Examine Tucker’s record 66-yard field goal from late September, and you’ll see him take two extra steps backward just before beginning his approach. Other kickers view that as a calculated risk to get some extra oomph, a shrewd move in retrospect considering that his kick ricocheted off the crossbar on its way through the uprights.

“I think that’s just a veteran kicker knowing what his limitations are, knowing that he needs to get a little bit more into it and trusting every other part of his process,” said retired NFL punter David Brader, now a successful kicking coach.

There are other kickers in the NFL with a 66-yard field goal in their arsenal, but none can be sure they’ll get an opportunity to match or beat Tucker’s record in a game. NFL coaches still seldom try kicks of 60 yards and beyond because the downside of a miss is giving the opposing team the ball at around midfield. Even when there are just a few ticks left in a half, the opposing team still gets a crack at returning a missed kick for a score.

That’s a risk that was driven home hours before Tucker hit from 66 yards. That same day, Prater fell a couple yards short from 68 at the end of the first half and a Jacksonville Jaguars player returned the kick 109 yards for a touchdown.

It’s important to remember, however, that it wasn’t too long ago that the same sentiment applied to field goals of 50 yards and beyond. Only once NFL kickers began making more of those than they missed did they begin receiving more and more opportunities.

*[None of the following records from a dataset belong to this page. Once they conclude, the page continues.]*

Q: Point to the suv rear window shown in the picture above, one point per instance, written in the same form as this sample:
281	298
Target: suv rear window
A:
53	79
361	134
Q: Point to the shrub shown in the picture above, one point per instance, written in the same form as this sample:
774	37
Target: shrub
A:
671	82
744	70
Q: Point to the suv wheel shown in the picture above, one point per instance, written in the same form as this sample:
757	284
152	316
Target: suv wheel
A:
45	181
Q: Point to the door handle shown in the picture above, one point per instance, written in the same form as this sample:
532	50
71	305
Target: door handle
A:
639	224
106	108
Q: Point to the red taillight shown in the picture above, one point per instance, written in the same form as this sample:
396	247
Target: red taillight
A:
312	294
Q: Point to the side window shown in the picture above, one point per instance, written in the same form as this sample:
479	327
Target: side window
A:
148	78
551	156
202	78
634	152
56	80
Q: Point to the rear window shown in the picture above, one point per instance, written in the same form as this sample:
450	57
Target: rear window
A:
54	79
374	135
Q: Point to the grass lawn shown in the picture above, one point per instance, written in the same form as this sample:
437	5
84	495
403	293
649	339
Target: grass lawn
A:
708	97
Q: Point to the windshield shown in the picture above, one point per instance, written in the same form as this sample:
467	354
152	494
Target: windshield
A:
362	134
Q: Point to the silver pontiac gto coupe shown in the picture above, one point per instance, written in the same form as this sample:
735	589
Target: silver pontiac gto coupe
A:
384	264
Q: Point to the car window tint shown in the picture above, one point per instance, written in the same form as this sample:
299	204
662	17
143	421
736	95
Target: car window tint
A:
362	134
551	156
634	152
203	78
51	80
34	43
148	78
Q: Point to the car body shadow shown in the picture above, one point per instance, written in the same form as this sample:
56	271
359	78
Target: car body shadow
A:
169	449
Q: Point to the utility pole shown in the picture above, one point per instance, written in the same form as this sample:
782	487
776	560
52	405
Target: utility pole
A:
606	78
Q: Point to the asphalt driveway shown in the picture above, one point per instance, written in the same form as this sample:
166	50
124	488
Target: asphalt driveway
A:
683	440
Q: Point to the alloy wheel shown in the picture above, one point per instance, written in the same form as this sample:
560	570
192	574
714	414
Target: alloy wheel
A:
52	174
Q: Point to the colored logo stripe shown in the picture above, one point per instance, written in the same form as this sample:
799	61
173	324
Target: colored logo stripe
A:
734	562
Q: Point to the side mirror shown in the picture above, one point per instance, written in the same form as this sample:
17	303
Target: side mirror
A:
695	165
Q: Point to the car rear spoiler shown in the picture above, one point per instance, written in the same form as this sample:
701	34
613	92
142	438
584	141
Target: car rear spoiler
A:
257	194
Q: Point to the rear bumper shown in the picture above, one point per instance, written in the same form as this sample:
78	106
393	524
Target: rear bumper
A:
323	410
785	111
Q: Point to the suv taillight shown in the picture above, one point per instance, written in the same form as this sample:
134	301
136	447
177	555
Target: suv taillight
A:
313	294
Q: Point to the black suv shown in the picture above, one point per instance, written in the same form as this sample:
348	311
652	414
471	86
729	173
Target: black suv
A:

Kicking coaches say they expect to see the same pattern emerge with field goals of 60 or more yards. Most don’t envision Tucker’s record having a shelf life of more than a few years. A few even believe it won’t be long before a team calls upon their kicker to attempt a last-gasp 70-yard field goal and he strikes it just right.

“If the technique gets better than it is now, I’m telling you the sky’s the limit,” Hollis said. “You’ll see 70-yard game-winning kicks. Maybe even 75.”

What excites Novak is the combination of power and reliability that today’s best kickers boast. Five of them demonstrated that to Novak firsthand a few months ago on a sun-splashed afternoon in San Diego.

“When these guys kick from 60, 65 yards, me being a kicker, I get up off my couch,” Novak said. “It’s exciting because you know the guy attempting it can make it. I’ve seen it with my own eyes.”